The cumulative release of HA and HA-Gly-OH was investigated by UV−Vis spectroscopy in a pH 5.5 sodium acetate solution at 570 nm. The cumulative drug release was expressed in terms of percentage according to a convenient calibration curve and showed values compatible between PVP-HA 1% and PVP-HA-Gly-OH 1%. The maximum degree of release was obtained after 2 h, when PVP-HA 1% and PVP-HA-Gly-OH 1% displayed percentages of 15 ± 4% and 14 ± 2%, respectively. Moreover, a nearly linear sustained release was observed from 4 h to 24 h (Figure 11), where the absorbance value reached a plateau.

The rate of both HA and HA-Gly-OH release is hypothesized to be related to entrapped native and semi-synthetic polysaccharides within the polymer network of the crosslinked electrospun scaffold, providing resistance to the diffusion out of the swollen matrix. It is worth noting that during the photochemical crosslinking of the electrospun scaffolds, a reaction between PVP and both HA and HA-Gly-OH may occur, potentially reducing their cumulative release. This phenomenon has been observed during the UV irradiation of chitosan/PVP blends, where polysaccharide hydroxyl radicals can react with PVP to form a crosslinked structure [73].

After the cumulative release, the presence of hyaluronic acid within PVP-HA 1% fibers has been qualitatively evaluated by the phenol colorimetric assay. The scaffolds have been suspended in water, then treated with a 5% aqueous phenolic solution and concentrated sulfuric acid. Finally, the absorbance was measured at 490 nm. As it can be seen in Figure S12, the sample containing HA is characterized by a yellow-brown solution, different from the PVP sample and the blank. This color is attributed to HA that is still present within the fibers and that could be available after a degradation. Moreover, a further evaluation of HA presence within the fibers, the cumulative release, was conducted on an uncrosslinked PVP-HA 1% electrospun scaffold. In this case, the maximum degree of release was obtained after 1 h, where a percentage of 85 ± 2% was observed. (Figure S13). It is worth noting that this analysis has been performed in pH 5.5 acetate buffer, providing a relevant proof-of-concept for the intended application. However, the medium does not fully replicate the complex ionic composition of a physiological environment.

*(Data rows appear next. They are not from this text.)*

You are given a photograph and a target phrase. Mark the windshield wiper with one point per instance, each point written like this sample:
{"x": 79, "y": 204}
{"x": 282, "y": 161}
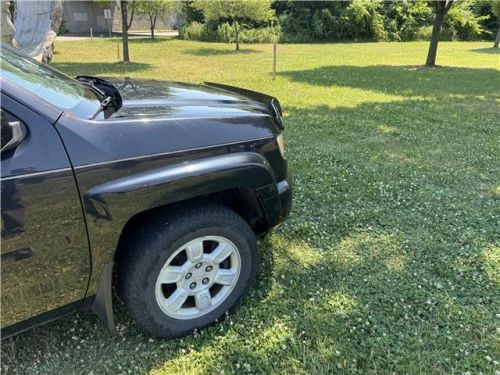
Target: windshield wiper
{"x": 102, "y": 106}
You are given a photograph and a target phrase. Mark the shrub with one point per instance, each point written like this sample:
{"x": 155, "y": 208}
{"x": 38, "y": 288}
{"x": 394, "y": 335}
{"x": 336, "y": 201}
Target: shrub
{"x": 225, "y": 33}
{"x": 191, "y": 31}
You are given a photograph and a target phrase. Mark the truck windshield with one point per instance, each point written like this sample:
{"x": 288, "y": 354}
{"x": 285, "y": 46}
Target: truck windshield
{"x": 47, "y": 83}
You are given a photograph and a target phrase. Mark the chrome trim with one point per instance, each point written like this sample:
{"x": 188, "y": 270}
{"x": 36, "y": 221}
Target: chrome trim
{"x": 35, "y": 174}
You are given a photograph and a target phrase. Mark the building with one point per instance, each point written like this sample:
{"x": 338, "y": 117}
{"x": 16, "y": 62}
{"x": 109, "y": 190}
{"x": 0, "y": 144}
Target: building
{"x": 80, "y": 16}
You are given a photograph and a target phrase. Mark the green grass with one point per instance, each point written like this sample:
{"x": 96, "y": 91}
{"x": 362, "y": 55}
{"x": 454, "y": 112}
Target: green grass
{"x": 390, "y": 260}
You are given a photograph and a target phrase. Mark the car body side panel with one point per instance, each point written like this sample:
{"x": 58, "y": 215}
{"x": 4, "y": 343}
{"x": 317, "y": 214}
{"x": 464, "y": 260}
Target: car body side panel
{"x": 45, "y": 261}
{"x": 113, "y": 193}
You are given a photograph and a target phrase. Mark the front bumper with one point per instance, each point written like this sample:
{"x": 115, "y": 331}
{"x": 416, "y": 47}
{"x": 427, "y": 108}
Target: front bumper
{"x": 276, "y": 201}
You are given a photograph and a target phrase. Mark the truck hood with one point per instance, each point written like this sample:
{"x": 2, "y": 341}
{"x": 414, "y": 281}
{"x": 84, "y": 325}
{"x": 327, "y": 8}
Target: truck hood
{"x": 152, "y": 98}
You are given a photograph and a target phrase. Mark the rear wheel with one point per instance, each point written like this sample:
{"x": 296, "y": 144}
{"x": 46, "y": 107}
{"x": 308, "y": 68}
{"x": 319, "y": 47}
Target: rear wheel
{"x": 183, "y": 271}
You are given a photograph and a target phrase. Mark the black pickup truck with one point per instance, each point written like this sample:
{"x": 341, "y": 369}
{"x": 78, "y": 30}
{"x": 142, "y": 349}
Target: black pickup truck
{"x": 156, "y": 189}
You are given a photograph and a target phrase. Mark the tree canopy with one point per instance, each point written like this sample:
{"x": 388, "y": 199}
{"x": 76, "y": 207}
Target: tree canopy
{"x": 236, "y": 12}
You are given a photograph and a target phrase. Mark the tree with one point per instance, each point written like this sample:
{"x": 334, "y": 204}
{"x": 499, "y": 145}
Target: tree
{"x": 441, "y": 8}
{"x": 35, "y": 27}
{"x": 152, "y": 9}
{"x": 495, "y": 7}
{"x": 236, "y": 12}
{"x": 127, "y": 9}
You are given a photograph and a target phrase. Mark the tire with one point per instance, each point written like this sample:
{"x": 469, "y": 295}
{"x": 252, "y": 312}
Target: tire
{"x": 152, "y": 291}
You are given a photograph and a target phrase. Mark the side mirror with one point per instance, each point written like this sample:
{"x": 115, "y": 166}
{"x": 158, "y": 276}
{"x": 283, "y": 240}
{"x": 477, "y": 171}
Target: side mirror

Therefore, future release studies in phosphate buffer solution are needed to confirm the release profile.

4. Conclusions

This study reports the successful fabrication and characterization of an electrospun bilayer wound dressing system, consisting of an external PDLLA layer and an internal PVP-based layer incorporating either native HA or semi-synthetic HA-Gly-OH at concentrations of 1% and 3% w/w. While bilayer scaffolds electrospun on different days delaminated, they maintained their integrity when electrospun on the same day. The cross section imaged by SEM reveals intimate interfaces between PDLLA and PVP layers with achieved thickness, suggesting the absence of layer mixing. Sol-gel testing on photochemically crosslinked scaffolds proved the stability in aqueous solution of the scaffolds, which is functional to the obtention of the slow release of hyaluronic acid tested at the maximum level of 20%. Mechanical testing revealed distinct behaviors between the two layers, with both native HA and HA-Gly-OH significantly modulating scaffold stiffness in a concentration-dependent manner. Biocompatibility assays demonstrated that while each layer was individually compatible with fibroblasts, higher concentrations of HA and HA-Gly-OH induced a dose-dependent cytotoxic response. Based on these findings, formulations containing 1% w/w of polysaccharide additives were selected for bilayer scaffold development. Notably, the PDLLA/PVP-HA-Gly-OH 1% bilayer demonstrated increased cell viability, highlighting the beneficial role of glycine in improving scaffold physicochemical properties and supporting cellular responses. Overall, the results highlight the potential of this bilayer electrospun system for application as a medical device. Future in vitro and in vivo studies are required to further validate its therapeutic efficacy, biocompatibility, and long-term stability under physiological conditions.